Brasilien: Milliard gratis kondomer

Redaktionen

As a key part of its vigorous campaign against the spread of HIV/AIDS, the Brazilian government is planning to distribute over one billion condoms free of charge this year.

– The government campaign in Brazil is straightforward, like nowhere else in Latin America, said Frederico Meyer, a minister at the Permanent Mission of Brazil to the United Nations Friday.

He told IPS that the countrys health ministry consistently supports educational campaigns stressing the importance of condom use by everyone, including women and youth.

By contrast, in Argentina, condom advertisements were forbidden a few years ago. But even in an open culture such as in Brazil, stigmas persist. Earlier this month, a condom advertising campaign that portrayed two men kissing each other was removed from the streets by a Brazilian non-governmental organisation calling itself the Self-Regulation Advertising Council.

According to the UN Population Fund (UNFPA), condoms “are the only effective means of protecting sexually active people from HIV infection”. And Brazils AIDS programme, which includes the distribution of condoms and affordable anti-retroviral drugs, is being described as the most successful in the developing world.

Other countries do have similar programmes. In China, whose population is 1,3 billion, the national family planning system offers 1,2 billion condoms per year, according to the Permanent Mission of China to UN.

But in many African nations, the number of condoms distributed is erratic.
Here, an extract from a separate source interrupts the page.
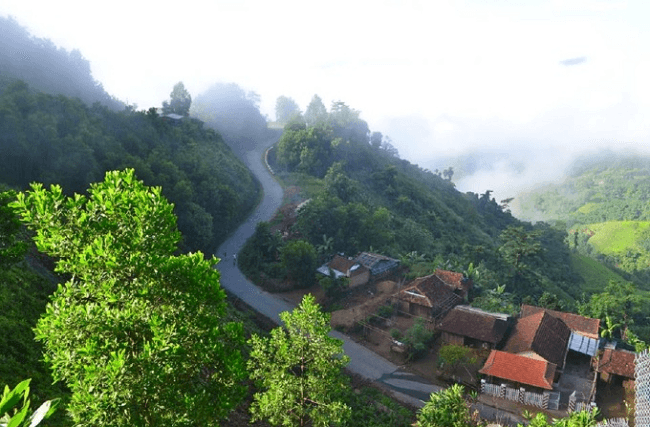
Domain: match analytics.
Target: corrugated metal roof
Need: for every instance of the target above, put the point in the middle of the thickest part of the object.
(583, 344)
In Nigeria, 14 million condoms were distributed in 1992, and the number rapidly increased to 227 million, but after that it declined to 68 million in 1998.

In India, only a quarter of the 1,5 billion condoms manufactured each year are appropriately utilised, according to an investigation by an Indian newspaper, The Telegraph.
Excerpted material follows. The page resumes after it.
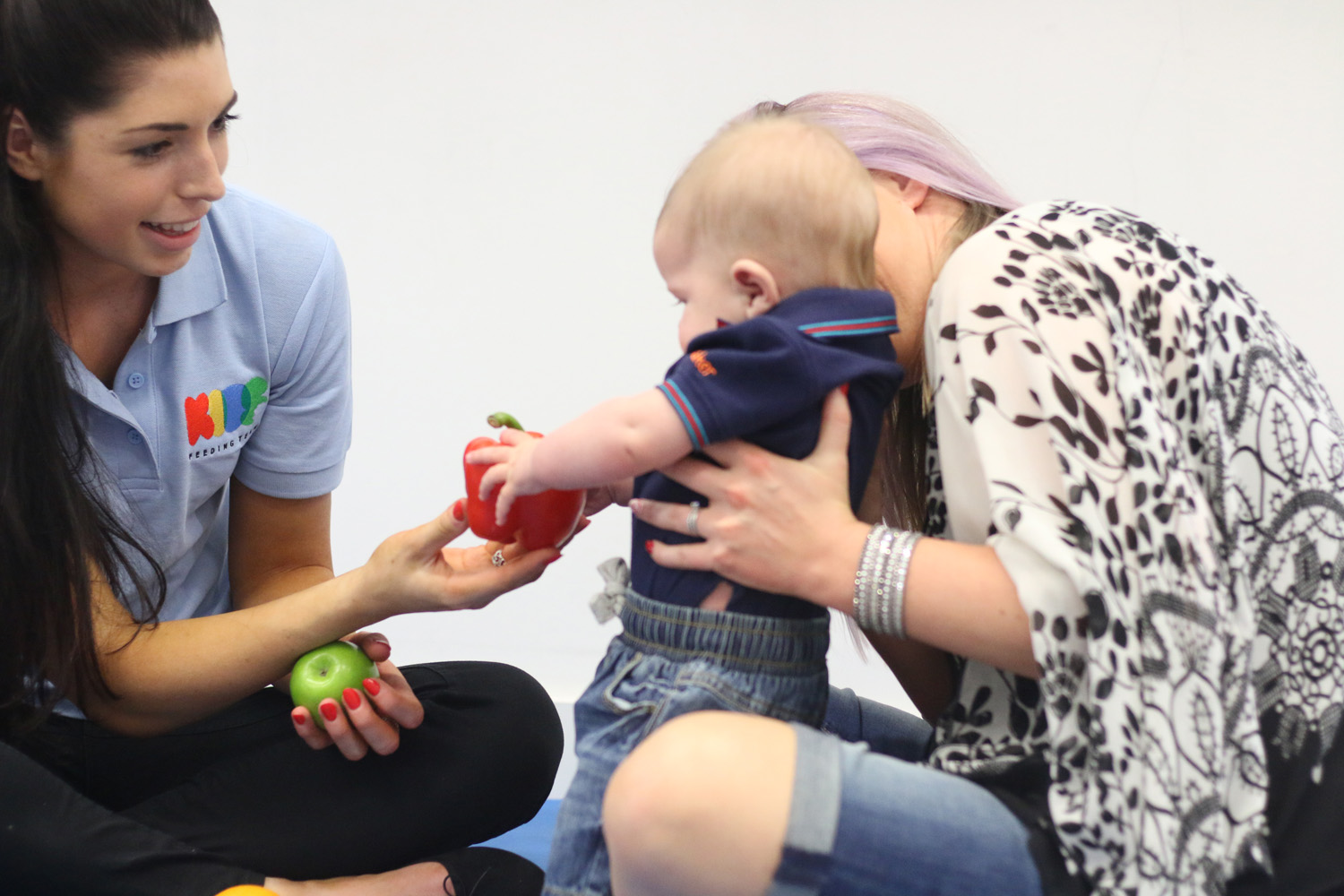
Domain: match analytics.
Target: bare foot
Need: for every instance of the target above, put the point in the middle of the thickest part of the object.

It said that 200.000 condoms are used for purposes other than fighting AIDS and preventing conception – for example, by weavers to lubricate looms and polish gold and silver thread used to embroider the saris they produce.

Brazil has been handing out free condoms for over a decade. In 2003, it distributed 259 million condoms, many imported from China and India at a cost of two cents each – a price that, according to Pedro Chequer, director of the Brazilian STD/AIDS National Programme, “is impossible to achieve inside the country”.
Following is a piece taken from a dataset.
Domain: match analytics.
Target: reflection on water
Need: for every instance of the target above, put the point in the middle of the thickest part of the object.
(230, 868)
The government has also steadfastly adhered to a policy of engaging with so-called “high risk” groups, refusing 40 million dollars in US grants last year because of a new requirement that HIV/AIDS groups seeking funding to provide services in other countries must pledge to oppose commercial sex work.

HIV prevalence among adults in Brazil, whose population is about 187 million, is 0,7 percent, according to the UN. However, as UNAIDS and the World Health Organisation (WHO) reported last year, Brazils achievements remain unique in Latin America.